Is Birthright Israel in decline?
As published exclusively by The Jerusalem Post this week, Birthright Israel’s budget has been cut, causing the organization to slash, by up to a third, the number of participants it can take to Israel in 2023.
The Birthright Israel Foundation, the organization’s funding arm, said it is in conversation with its largest donors to brief them about this development and said they are confident to be able to continue supporting Birthright Israel.
But a significant shortage remains, and Birthright Israel is on a mission to seek contributions from the wider American Jewish community to maintain the organization’s provision of the critical program.
How the Birthright Israel project began
BIRTHRIGHT ISRAEL was a start-up, a project that has made waves and generated a lot of attention since 1999. It is a project that many also tried to sabotage and close down. But the coolness and freshness of what it had to offer, together with a small group of strong and committed donors, allowed it to blossom and become the largest Jewish project in the world.

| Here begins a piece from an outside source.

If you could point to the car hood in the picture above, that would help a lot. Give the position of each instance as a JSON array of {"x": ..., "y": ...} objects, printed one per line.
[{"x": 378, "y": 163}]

Birthright Israel is an initiative that was founded by Israeli and Jewish American leaders, offering a 10-day educational tour of Israel for free to young Jews in the Diaspora between the ages of 18 and 26.
“When I was offered to become a tour guide on a Birthright Israel group for the first time, my manager said: You can work with one bus this summer, but please, don’t become a Birthright snob,” a former tour guide with Birthright during its first years explained.
“As a young tour guide, I just fell in love. These weren’t your average groups of American teenagers that you had to discipline and who had no interest in what you had to say. Many of the participants were some of the smartest young Jews in North America. Everything about Birthright was sexy, fresh and new. They were also just so surprised that someone would pay for a 10-day vacation in a different country,” he said. “I became a Birthright snob,” he admitted, smiling.
“As the years went by, I got a bit tired of these groups,” the tour guide said. “Everything began repeating itself; we visited the same sights, and the same situations occurred. At a certain point, I needed to take a break from Birthright and only returned working with them a few years later.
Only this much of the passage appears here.